I contadini guidati da Antonov marciarono fino alle soglie della città, chiedendo essenzialmente tre cose: l’abolizione del divieto sul libero commercio e sulla libera circolazione delle merci; lo stop alle requisizioni forzate e lo scioglimento della Čeka. Al contempo gli insorti riuscirono ad organizzarsi nell’Unione dei contadini lavoratori (Союз Трудовых Крестьян, abbreviato in “STK”). Una novità senza precedenti: per la prima volta una ribellione simile poteva vantare una rappresentanza pseudo-associativa e sindacale. L’Unione arrivò anche a proclamare la Repubblica democratica provvisoria della regione partigiana di Tambov. Essa adottò la bandiera russa pre-rivoluzionaria ma evitò qualunque richiamo alla monarchia. Importante sottolineare come gli uomini di Antonov non fossero in alcun modo legati ai cosacchi, che invece rimpolpavano le fila dei controrivoluzionari.
Persino dal punto di vista strettamente militare gli uomini di Antonov furono in grado di strutturarsi, ovvero si diedero una forma quanto più prossima a quella di un esercito regolare. Nelle aeree in cui i ribelli presero il controllo, decaddero tutte le istituzioni sovietiche. Entro l’ottobre del 1920 i bolscevichi controllavano la sola città di Tambov in tutto il governatorato. Le fila dell’esercito insorto toccò in novembre le 50.000 unità.

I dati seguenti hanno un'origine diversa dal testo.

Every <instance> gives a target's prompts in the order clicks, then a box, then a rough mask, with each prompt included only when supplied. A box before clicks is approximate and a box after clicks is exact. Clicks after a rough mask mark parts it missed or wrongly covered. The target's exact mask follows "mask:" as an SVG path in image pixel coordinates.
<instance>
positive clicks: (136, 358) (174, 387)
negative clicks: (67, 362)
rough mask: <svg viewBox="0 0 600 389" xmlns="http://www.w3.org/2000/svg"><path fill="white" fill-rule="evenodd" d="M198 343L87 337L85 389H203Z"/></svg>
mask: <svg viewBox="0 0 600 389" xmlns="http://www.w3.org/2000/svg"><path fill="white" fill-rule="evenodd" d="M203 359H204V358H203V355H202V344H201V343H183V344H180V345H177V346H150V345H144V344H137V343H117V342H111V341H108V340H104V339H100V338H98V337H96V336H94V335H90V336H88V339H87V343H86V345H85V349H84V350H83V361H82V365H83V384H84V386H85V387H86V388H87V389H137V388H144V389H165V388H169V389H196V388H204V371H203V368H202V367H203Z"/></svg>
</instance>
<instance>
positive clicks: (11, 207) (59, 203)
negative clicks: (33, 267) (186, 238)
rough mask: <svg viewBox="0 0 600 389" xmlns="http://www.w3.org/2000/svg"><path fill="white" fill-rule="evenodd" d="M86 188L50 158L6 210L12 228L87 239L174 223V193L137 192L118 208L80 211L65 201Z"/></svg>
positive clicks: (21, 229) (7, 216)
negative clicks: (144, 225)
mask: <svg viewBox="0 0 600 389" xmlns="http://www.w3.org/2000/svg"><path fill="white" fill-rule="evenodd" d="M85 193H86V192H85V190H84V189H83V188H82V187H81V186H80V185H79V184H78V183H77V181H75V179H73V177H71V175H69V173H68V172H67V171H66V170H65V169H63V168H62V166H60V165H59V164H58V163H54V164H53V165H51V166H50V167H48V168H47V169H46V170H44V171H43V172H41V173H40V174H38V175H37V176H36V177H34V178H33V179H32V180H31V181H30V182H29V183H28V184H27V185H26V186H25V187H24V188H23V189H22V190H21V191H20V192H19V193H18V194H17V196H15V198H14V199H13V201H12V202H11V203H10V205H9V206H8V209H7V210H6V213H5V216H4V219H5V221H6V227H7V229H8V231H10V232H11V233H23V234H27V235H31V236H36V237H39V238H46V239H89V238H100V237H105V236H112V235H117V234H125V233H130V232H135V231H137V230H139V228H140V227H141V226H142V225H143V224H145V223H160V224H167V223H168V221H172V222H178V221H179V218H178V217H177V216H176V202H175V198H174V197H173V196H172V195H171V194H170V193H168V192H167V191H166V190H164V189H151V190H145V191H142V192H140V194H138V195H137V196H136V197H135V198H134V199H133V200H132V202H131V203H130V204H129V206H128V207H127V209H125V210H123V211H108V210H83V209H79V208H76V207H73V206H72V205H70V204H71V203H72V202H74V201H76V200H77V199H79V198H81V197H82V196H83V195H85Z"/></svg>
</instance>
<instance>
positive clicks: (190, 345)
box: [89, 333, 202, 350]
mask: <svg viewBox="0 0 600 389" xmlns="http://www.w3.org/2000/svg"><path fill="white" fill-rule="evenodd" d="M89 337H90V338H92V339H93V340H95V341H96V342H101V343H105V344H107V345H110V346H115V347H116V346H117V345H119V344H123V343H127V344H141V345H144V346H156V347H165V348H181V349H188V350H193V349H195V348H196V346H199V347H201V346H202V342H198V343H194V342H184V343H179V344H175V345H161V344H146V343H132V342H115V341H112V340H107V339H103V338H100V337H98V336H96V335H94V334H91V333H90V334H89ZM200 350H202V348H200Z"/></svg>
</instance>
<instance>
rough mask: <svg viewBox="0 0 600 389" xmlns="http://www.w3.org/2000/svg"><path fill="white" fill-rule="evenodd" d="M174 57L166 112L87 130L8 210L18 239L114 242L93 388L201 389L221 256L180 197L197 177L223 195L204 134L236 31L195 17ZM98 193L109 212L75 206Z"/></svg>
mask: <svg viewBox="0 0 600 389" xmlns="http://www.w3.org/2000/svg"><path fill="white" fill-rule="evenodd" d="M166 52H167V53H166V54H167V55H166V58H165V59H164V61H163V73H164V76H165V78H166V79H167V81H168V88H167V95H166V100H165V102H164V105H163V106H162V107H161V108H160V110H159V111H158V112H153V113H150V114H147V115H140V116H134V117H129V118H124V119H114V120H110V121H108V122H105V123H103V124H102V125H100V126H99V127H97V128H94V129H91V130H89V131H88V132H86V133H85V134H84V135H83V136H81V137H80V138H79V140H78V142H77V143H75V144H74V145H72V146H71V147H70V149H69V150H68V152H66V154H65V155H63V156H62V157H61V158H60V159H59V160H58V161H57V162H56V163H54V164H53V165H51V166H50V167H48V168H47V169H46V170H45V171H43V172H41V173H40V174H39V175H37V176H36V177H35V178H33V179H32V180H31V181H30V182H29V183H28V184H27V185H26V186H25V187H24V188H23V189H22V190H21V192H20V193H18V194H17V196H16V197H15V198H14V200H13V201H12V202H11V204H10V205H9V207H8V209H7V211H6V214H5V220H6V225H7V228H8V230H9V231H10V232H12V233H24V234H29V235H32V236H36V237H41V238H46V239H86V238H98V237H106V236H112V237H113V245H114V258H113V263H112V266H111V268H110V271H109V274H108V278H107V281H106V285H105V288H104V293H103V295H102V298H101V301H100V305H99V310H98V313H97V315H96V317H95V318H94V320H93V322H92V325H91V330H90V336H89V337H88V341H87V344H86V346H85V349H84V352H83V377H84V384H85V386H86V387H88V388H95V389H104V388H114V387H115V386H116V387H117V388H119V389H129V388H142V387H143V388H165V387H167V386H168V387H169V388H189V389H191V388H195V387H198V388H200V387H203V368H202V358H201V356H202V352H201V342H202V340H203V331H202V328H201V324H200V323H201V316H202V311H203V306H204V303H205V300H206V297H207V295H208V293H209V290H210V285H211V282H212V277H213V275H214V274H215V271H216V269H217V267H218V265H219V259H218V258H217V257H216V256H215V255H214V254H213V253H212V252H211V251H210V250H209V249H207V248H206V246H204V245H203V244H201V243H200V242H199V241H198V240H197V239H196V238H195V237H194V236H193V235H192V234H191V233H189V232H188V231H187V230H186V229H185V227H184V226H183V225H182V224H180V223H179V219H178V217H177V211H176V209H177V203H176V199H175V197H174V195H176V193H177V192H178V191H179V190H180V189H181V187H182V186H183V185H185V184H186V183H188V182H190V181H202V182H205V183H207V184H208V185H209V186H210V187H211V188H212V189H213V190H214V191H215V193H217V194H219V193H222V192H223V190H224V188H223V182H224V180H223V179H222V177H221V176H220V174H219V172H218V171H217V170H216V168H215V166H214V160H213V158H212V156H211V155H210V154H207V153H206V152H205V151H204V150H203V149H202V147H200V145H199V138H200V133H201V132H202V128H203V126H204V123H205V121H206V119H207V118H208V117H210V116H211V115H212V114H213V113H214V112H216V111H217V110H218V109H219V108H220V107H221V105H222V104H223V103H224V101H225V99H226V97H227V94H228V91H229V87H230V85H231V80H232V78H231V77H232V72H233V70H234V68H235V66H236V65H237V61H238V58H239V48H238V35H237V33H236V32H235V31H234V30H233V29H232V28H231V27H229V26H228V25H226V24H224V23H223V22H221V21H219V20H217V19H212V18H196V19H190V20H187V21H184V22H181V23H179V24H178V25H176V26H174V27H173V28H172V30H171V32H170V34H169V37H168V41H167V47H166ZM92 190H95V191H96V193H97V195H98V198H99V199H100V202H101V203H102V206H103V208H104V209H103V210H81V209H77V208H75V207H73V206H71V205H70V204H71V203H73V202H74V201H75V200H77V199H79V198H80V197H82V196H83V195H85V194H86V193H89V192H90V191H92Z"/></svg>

All’alba del 1921 la musica cambiò in favore dell’Armata Rossa. Con la conclusione della guerra sovietico-polacca e la vittoria sui bianchi di Wrangel in Crimea, Mosca rivolse tutte le sue attenzioni su Tambov. Lenin incaricò il generale Mikhail Tukhachevsky dell’abbattimento della rivolta. Forte di circa 100.000 uomini, carri armati e mezzi blindati, Tukhachevsky raggiunse lo scopo della missione entro la fine dell’estate, avvalendosi anche di armi chimiche reperite dalle scorte della Grande Guerra. In autunno rimasero non più di 5.000 riottosi, nascosti tra le foreste e le paludi. Tutti i leader della ribellione scoppiata il 19 agosto 1920 erano deceduti, tutti tranne Alexander Antonov e suo fratello. I due trovarono la morte il 24 giugno 1922, uccisi in combattimento nei pressi del villaggio di Nizhni Shibriai.